TensAIR: an asynchronous and decentralized framework to distribute artificial neural networks training

Speaker: Mauro Dalle Lucca Tosi (Faculty of Science, Technology and Medicine; University of Luxembourg)
Title: TensAIR: an asynchronous and decentralized framework to distribute artificial neural networks training
Time: Wednesday, 2021.09.15, 10:00 a.m. (CET)
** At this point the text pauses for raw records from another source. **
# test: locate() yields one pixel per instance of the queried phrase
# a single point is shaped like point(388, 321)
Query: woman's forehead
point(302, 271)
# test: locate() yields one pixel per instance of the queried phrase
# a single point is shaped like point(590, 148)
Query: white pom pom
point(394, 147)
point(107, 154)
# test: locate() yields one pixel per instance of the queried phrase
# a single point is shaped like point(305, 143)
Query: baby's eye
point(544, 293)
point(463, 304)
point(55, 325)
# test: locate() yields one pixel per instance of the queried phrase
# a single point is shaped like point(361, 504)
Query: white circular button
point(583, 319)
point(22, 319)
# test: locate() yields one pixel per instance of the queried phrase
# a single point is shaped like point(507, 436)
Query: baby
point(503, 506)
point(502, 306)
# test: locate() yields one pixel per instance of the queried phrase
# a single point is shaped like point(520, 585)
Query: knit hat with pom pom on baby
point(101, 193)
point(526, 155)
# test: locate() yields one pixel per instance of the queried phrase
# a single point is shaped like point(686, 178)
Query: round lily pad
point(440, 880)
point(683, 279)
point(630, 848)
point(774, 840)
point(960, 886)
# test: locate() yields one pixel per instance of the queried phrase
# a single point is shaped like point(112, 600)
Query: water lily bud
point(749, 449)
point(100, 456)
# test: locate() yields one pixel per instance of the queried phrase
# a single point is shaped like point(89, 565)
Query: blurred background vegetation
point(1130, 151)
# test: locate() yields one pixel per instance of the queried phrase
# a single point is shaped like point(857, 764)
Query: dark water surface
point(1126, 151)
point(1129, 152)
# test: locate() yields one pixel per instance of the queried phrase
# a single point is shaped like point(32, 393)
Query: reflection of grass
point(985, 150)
Place: fully virtual (contact Jakub Lengiewicz to register)
Format: 30 min. presentation + 30 min. discussion

Abstract: In the last decades, artificial neural networks (ANNs) have drawn academy and industry attention for their ability to represent and solve complex problems. ANNs use algorithms based on stochastic gradient descent (SGD) to learn data patterns from training examples, which tends to be time-consuming. Researchers are studying how to distribute this computation across multiple GPUs to reduce training time. Modern implementations rely on synchronously scaling up resources or asynchronously scaling them out using a centralized communication network. However, both of these approaches have communication bottlenecks, which may impair their scaling time. In this research, we create TensAIR, a framework that scales out the training of sparse ANNs models in an asynchronously and decentralized manner. Due to the commutative properties of SGD updates, we linearly scaled out the number of gradients computed per second with minimal impairment on the convergence of the models – relative to the models’ sparseness. These results indicate that TensAIR enables the training of sparse neural networks in significantly less time. We conjecture that this article may inspire further studies on the usage of sparse ANNs on time-sensitive scenarios like online machine learning, which until now would not be considered feasible.